- Born: John Reginald Surdeval Routh November 24, 1927 Gosport, Hampshire, United Kingdom
- Died: July 4, 2008 (aged 80) Jamaica
- Spouse(s): Nandi Heckroth ​ ​(m. 1948, divorced)​ Shelagh Marvin ​(m. 1975)​
- Children: 2

= Jonathan Routh =

English painter

Jonathan Routh (born John Reginald Surdeval Routh; 24 November 1927 – 4 June 2008) was a British comedian, television presenter, actor, writer, and painter. He starred in a British version of the television show Candid Camera from 1960 to 1967, and co-starred with Germaine Greer and Kenny Everett in a later attempt at a revival, Nice Time, in 1968. He published a number of humorous books, and painted for many years.

==Background and personal life==
Routh was born on 24 November 1927 in Gosport, Hampshire, the son of a British Army colonel, and spent much of his early childhood in Palestine.

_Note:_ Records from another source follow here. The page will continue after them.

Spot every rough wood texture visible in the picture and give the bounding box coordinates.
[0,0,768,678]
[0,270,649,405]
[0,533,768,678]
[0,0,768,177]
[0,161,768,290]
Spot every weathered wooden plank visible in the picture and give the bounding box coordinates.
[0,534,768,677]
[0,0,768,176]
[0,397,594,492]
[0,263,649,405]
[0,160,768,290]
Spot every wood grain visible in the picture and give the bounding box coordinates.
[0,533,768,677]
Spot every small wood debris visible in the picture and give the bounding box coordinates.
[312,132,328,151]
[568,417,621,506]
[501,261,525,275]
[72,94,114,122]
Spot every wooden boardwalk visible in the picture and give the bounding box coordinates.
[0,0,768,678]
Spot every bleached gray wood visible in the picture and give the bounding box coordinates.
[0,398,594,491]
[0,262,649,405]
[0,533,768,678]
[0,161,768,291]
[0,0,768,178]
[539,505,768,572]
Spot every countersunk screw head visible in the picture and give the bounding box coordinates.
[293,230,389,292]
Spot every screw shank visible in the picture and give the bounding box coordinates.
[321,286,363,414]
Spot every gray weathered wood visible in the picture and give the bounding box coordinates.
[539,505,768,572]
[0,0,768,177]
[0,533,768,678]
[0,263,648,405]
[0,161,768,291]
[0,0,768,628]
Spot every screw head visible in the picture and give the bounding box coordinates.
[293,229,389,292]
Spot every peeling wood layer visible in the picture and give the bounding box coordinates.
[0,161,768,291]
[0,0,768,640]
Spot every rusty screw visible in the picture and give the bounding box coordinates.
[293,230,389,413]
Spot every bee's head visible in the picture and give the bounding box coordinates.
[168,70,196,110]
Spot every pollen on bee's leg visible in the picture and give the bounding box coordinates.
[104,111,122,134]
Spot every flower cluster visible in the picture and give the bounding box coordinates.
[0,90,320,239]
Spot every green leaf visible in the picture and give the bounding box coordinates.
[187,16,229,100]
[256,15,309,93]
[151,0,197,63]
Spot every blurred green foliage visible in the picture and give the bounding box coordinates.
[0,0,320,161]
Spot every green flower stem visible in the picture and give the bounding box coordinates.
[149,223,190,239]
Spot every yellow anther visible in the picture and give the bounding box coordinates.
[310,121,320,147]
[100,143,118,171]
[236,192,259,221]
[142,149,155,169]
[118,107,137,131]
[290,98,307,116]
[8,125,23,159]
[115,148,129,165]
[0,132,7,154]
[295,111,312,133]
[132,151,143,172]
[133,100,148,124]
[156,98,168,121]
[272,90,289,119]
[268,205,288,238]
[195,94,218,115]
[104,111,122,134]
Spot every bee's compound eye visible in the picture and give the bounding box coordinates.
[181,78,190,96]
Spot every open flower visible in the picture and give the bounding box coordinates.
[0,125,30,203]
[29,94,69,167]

He was educated at Uppingham School and Emmanuel College, Cambridge where he read history.

Routh had two sons from his first marriage (to the film designer Nandi Heckroth, in 1948), had a relationship in 1969 with the wife of Paul Hamlyn, and then another with the oil heiress Olga Deterding. He died in Jamaica on 4 June 2008.

==Television work==
Following a success with a British version of The Candid Microphone on Radio Luxembourg, Routh started a British version of its television successor Candid Camera around 1961 for ABC Weekend TV. Following a long dispute with the American lawyers of Allen Funt as to who held the rights to Candid Camera, Routh moved on to new fields, working with John Birt, later director general of the BBC, for Granada TV, along with Germaine Greer and Kenny Everett in Nice Time. He also worked in television advertising on spots such as J. Walter Thompson's for Smarties and Kellogg's Corn flakes, appearing also in some spots himself, for example Newcastle Brown Ale. The British version of Candid Camera returned in 1974, starring Peter Dulay, Arthur Atkins and Sheila Bernette. In 1976, Routh returned to the pranks and the show was retitled Jonathan Routh & Candid Camera.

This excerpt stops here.